Organizations first need to outline and prioritize which questions you need to answer and which analyses you will need to find those answers. Then, collect demographic and social determinants of health (SDOH) data needed for those analyses, including demographic data on race, ethnicity, gender identity & sexual orientation, and language (REGAL). One data team we spoke with suggested not starting any health equity measurements until you’ve collected the relevant data for at least 50% of your population of interest, be that your patients, members, or employees.
REGAL data is a starting point, but broadening efforts to include characteristics such as disability status or geography will lead to a more robust demographic profile. You should also strive to gather qualitative insights because they often add context to disparities that may not be apparent when analyzing quantitative data alone.

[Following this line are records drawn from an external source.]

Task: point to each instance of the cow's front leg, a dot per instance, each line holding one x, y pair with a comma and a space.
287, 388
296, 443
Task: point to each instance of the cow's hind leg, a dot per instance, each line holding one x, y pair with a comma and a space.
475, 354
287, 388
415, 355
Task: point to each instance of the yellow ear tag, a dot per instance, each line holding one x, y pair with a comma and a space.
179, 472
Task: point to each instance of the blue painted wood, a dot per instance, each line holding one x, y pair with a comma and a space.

Once the data are collected, begin to conduct analyses to uncover disparities by stratifying relevant key performance indicators by REGAL and SDOH data. When doing so, analyze data with an intersectional lens to ensure that you are identifying the most vulnerable populations. Your analyses will likely uncover several disparities; prioritize those that align with your organization’s values, goals, and strategy for a meaningful, sustainable impact.
Set measurable short- and long-term goals centered around the disparities your organization wants to prioritize. Short-term goals build momentum and serve as stepping-stones to long-term goals which aim for transformational change.
Lastly, remember transparency and accountability are key. Leveraging tools like dashboards to democratize data can help measure progress and prevent silos from forming between important stakeholders, both internally and externally.